The 12-month project is being delivered by the ETI and funded with up to £2.5million from the Department for Energy and Climate Change (DECC). The aim is to identify five credible carbon capture and storage sites on the UK Continental Shelf.
It will progress the appraisal of selected storage sites towards readiness for “final investment decisions”, de-risking these stores for potential future storage developers.
The institute says the project will make use of CO2 Stored – the UK’s CO2 storage atlas – which was created from the ETI’s UK Storage Appraisal Project.

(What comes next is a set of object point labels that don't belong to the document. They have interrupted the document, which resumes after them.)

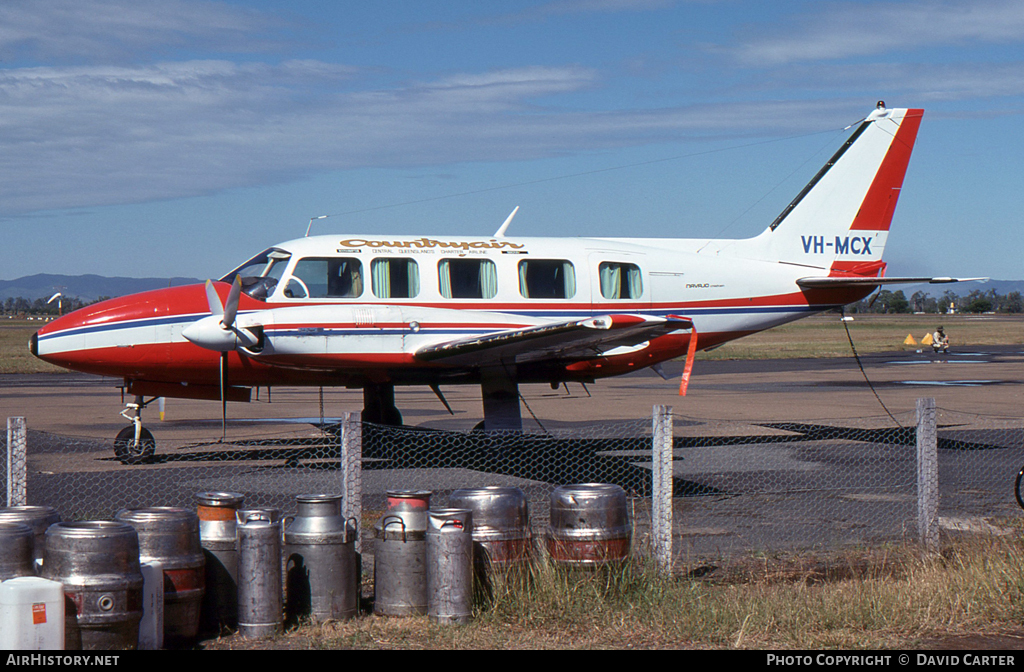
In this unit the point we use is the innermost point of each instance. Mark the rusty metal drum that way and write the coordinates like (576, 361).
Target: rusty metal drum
(450, 565)
(16, 551)
(37, 517)
(589, 526)
(170, 536)
(501, 523)
(320, 556)
(216, 512)
(97, 562)
(400, 554)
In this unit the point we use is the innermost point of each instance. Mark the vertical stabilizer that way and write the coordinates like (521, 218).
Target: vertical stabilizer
(840, 221)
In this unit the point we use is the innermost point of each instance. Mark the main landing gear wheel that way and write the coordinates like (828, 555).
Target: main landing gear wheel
(130, 451)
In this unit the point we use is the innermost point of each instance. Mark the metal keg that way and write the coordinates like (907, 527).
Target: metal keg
(501, 523)
(37, 517)
(170, 536)
(320, 556)
(259, 576)
(97, 562)
(590, 525)
(450, 565)
(400, 554)
(16, 557)
(216, 511)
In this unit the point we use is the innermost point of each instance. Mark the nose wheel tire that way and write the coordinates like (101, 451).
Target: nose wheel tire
(130, 451)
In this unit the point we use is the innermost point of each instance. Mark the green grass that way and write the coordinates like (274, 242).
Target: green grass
(818, 336)
(893, 597)
(823, 335)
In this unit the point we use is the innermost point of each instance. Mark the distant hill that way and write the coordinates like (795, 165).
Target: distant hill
(87, 288)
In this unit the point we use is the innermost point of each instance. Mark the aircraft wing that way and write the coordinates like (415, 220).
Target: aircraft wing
(824, 282)
(573, 339)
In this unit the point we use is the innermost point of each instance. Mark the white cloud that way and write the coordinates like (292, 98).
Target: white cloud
(100, 134)
(848, 30)
(99, 31)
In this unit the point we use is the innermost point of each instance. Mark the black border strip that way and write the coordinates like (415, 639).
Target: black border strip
(821, 173)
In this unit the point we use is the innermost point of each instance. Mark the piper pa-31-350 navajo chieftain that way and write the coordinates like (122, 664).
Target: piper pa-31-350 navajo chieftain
(375, 311)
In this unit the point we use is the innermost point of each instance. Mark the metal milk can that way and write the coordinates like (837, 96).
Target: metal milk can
(16, 558)
(259, 576)
(590, 525)
(400, 554)
(218, 538)
(170, 536)
(97, 562)
(450, 565)
(320, 557)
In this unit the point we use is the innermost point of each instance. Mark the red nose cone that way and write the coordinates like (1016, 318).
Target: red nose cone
(125, 336)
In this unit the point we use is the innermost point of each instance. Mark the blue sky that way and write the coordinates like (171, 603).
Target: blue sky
(177, 137)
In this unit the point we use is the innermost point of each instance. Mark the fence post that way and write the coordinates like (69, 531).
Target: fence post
(928, 475)
(660, 506)
(351, 470)
(17, 463)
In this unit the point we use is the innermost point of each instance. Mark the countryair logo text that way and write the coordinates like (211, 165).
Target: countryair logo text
(429, 243)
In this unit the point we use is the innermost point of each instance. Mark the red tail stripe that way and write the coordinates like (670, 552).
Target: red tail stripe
(877, 210)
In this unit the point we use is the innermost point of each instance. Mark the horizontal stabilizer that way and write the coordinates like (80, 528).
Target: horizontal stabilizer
(574, 339)
(830, 283)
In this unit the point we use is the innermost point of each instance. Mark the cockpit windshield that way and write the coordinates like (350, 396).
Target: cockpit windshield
(260, 275)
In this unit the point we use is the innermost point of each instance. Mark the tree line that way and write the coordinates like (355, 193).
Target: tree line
(977, 301)
(884, 301)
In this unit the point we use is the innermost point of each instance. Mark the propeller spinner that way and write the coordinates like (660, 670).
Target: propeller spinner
(218, 332)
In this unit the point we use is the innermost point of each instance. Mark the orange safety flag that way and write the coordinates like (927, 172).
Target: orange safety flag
(690, 351)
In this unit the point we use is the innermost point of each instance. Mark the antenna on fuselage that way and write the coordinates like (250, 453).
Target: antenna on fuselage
(501, 231)
(311, 223)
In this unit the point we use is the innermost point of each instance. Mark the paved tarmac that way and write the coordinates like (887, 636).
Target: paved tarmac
(986, 381)
(753, 490)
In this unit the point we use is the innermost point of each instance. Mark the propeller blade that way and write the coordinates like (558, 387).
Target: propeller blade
(223, 396)
(231, 306)
(213, 300)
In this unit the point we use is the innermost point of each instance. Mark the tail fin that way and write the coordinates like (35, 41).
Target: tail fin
(840, 221)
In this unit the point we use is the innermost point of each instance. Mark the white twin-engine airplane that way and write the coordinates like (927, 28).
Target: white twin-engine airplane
(375, 311)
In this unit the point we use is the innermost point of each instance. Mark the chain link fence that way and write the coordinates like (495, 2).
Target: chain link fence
(738, 487)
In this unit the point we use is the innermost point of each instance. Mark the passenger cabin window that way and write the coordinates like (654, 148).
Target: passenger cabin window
(394, 278)
(260, 275)
(621, 281)
(467, 279)
(331, 278)
(547, 279)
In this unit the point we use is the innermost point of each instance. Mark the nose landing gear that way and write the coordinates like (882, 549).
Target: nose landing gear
(134, 444)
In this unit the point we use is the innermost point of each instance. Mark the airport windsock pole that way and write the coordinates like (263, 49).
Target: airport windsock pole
(928, 475)
(660, 492)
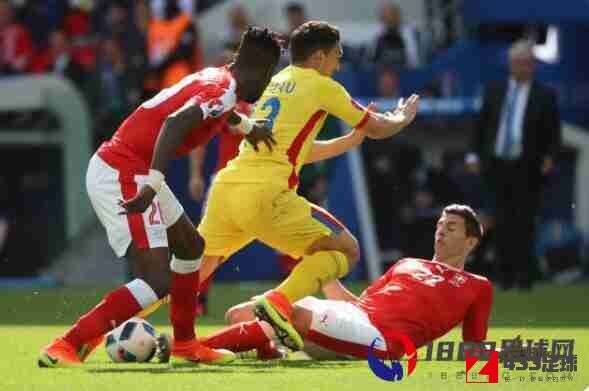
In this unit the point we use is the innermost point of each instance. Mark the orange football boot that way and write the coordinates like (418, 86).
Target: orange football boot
(58, 354)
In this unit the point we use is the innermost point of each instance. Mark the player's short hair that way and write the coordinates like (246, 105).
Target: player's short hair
(310, 37)
(258, 44)
(522, 48)
(294, 7)
(474, 228)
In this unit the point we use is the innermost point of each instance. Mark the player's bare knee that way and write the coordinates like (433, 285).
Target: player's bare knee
(352, 250)
(301, 319)
(159, 284)
(185, 241)
(240, 313)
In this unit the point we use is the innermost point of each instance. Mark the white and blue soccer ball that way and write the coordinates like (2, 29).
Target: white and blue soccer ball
(132, 341)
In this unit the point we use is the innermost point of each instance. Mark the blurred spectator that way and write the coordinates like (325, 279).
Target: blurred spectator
(78, 27)
(112, 89)
(295, 16)
(159, 7)
(388, 83)
(16, 48)
(518, 137)
(173, 46)
(397, 44)
(58, 59)
(129, 26)
(239, 21)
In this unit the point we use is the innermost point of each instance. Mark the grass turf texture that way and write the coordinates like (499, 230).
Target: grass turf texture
(31, 318)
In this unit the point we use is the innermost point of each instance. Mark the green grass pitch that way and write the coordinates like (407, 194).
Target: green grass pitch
(31, 318)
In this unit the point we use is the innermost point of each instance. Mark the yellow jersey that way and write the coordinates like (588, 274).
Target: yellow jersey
(296, 102)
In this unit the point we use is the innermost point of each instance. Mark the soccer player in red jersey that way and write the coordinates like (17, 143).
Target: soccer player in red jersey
(144, 221)
(229, 140)
(423, 299)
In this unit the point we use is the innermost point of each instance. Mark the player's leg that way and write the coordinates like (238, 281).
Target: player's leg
(142, 239)
(222, 238)
(186, 247)
(245, 332)
(328, 251)
(336, 329)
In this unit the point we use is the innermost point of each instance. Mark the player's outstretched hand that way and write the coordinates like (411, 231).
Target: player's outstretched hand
(140, 202)
(261, 132)
(406, 110)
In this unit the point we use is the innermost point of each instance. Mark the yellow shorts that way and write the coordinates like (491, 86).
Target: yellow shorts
(237, 214)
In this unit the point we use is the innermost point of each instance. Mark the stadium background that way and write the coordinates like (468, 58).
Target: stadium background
(388, 193)
(54, 258)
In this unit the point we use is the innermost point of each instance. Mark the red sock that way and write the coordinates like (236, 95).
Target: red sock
(268, 351)
(239, 337)
(203, 287)
(116, 307)
(183, 301)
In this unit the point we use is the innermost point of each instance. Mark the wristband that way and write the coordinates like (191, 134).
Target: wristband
(155, 179)
(244, 126)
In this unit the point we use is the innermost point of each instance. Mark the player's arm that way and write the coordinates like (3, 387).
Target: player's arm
(196, 183)
(335, 290)
(323, 150)
(336, 100)
(475, 324)
(254, 130)
(388, 124)
(174, 130)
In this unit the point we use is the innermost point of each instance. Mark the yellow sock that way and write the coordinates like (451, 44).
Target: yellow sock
(312, 272)
(144, 313)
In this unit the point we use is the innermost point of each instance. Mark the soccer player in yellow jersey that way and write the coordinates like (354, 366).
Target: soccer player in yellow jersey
(255, 197)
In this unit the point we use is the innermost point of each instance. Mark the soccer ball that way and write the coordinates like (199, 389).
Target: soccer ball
(133, 341)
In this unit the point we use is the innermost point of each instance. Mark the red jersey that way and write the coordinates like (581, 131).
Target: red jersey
(132, 146)
(426, 299)
(230, 139)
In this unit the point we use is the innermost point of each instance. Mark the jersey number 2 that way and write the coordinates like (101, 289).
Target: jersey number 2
(274, 105)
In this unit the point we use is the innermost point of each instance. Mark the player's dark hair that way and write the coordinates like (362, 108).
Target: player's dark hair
(257, 45)
(294, 7)
(474, 228)
(310, 37)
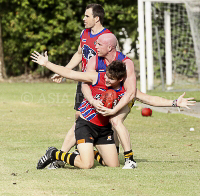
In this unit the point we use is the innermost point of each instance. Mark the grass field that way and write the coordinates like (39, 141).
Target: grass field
(36, 116)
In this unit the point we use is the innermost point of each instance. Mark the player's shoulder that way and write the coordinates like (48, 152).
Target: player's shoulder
(129, 63)
(84, 31)
(91, 64)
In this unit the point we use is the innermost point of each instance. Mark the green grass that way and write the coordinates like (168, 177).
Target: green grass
(35, 116)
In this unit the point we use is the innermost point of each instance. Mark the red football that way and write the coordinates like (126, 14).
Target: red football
(146, 112)
(109, 98)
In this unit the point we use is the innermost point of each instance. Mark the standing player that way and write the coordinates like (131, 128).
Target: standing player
(93, 21)
(95, 130)
(91, 127)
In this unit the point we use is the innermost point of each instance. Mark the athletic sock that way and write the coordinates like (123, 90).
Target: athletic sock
(76, 148)
(66, 157)
(98, 157)
(128, 155)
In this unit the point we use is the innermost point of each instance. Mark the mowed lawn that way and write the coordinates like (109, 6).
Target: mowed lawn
(38, 115)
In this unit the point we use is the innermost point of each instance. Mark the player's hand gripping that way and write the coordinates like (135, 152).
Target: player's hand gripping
(184, 102)
(97, 104)
(106, 111)
(57, 78)
(40, 59)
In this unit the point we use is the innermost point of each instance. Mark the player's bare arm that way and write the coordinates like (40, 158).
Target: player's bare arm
(91, 67)
(64, 71)
(75, 60)
(130, 87)
(162, 102)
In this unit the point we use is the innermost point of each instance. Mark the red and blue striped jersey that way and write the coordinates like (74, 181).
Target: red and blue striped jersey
(101, 63)
(88, 42)
(88, 111)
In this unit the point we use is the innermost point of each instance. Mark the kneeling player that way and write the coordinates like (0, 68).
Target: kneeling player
(91, 127)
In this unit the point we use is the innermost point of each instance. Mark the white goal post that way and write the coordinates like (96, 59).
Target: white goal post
(146, 47)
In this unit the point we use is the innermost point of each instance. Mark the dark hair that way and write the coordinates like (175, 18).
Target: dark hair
(97, 10)
(116, 70)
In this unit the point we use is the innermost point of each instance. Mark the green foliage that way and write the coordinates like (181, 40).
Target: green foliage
(55, 26)
(183, 54)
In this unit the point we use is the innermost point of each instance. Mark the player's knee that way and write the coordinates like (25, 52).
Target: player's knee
(115, 122)
(77, 114)
(113, 164)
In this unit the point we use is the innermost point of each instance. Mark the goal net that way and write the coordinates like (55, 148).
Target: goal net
(175, 43)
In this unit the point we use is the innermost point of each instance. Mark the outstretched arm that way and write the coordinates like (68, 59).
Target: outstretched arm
(75, 60)
(162, 102)
(130, 87)
(91, 65)
(64, 71)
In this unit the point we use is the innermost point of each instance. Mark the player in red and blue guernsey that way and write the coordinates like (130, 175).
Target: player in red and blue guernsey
(91, 127)
(93, 22)
(88, 133)
(88, 111)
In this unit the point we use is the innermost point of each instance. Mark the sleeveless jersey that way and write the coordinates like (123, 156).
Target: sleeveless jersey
(88, 42)
(101, 63)
(88, 111)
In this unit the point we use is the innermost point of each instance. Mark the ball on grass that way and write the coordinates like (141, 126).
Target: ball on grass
(146, 112)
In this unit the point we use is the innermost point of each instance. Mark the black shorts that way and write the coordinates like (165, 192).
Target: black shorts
(87, 132)
(79, 96)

This is now publicly available and is being developed by the Crown Estate and British Geological Survey. The results will be shared with the CCS community at the end of the project.
ETI’s CCS strategy manager Den Gammer said: “Our previous projects have provided information about hundreds of potential stores under the seabed off the coast of the UK.
“This project will initially pick a “Top 20” of stores from the CO2 Stored atlas and then from these select a final five which will be analysed in much greater detail to demonstrate that they are suitable, secure and viable for storing large amounts of CO2.
“This project will build knowledge and with that confidence in sites based in UK waters and provide an economic case for their further development.
“The project will include the investigation of stores which extend the use of capacity and infrastructure engineered in the £1billion DECC CCS Commercialisation competition, off the coasts of Aberdeenshire and Yorkshire.
“Doing it now will help to reduce the risks to potential investors and encourage industry to develop capture projects onshore.”
Pale Blue Dot has been working on CCS since 2007. Its partners for this project include CO2DeepStore, Axis Well Technology and Costain.
The ETI has highlighted the importance of CCS and bioenergy to the UK’s future energy system in a report published earlier this year which said that the UK can implement an affordable transition to a low carbon energy system by 2050 but that decisions taken in the next decade will be critical.
According to the ETI’s analysis, if either of these technologies do not feature it would at least double the cost of delivering climate change targets from around 1% of GDP to 2%.
Another way of looking at it is the value of CCS or bioenergy to the UK energy system is £200billion each and if neither are developed it is really difficult to see how the UK would be able to meet its climate change targets.